ODformer: Spatial-Temporal Transformers for Long Sequence Origin-Destination Matrix Forecasting Against Cross Application Scenario
Jin Huang, Bosong Huang, Weihao Yu, Jing Xiao, Ruzhong Xie, Ke Ruan

TL;DR
ODformer is a novel Transformer-based model designed to accurately forecast long sequence origin-destination matrices by capturing complex spatial-temporal dependencies, adaptable to various practical scenarios.
Contribution
The paper introduces ODformer, featuring a new OD Attention mechanism and PeriodSparse Self-attention, enabling effective long-term forecasting across diverse applications.
Findings
Outperforms state-of-the-art methods in multiple scenarios
Effectively captures spatial dependencies between OD pairs
Successfully forecasts long sequence OD matrix series
Abstract
Origin-Destination (OD) matrices record directional flow data between pairs of OD regions.
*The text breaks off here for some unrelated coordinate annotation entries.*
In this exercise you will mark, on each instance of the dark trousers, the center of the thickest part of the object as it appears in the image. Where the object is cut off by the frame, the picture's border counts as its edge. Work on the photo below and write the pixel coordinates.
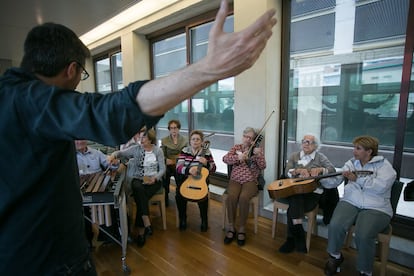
(170, 171)
(142, 194)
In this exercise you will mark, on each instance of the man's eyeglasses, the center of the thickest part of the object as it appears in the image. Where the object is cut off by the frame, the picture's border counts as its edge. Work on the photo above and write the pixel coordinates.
(308, 142)
(84, 74)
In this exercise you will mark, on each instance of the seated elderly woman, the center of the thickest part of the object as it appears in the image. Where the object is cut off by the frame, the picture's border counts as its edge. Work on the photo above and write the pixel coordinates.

The intricate spatiotemporal dependency in the matrices makes the OD matrix forecasting (ODMF) problem not only intractable but also non-trivial. However, most of the related methods are designed for very short sequence time series forecasting in specific application scenarios, which cannot meet the requirements of the variation in scenarios and forecasting length of practical applications. To address these issues, we propose a Transformer-like model named ODformer, with two salient characteristics: (i) the novel OD Attention mechanism, which captures special spatial dependencies between OD pairs of the same origin (destination), greatly improves the ability of the model to predict cross-application scenarios after combining with 2D-GCN that captures spatial dependencies between OD regions. (ii) a…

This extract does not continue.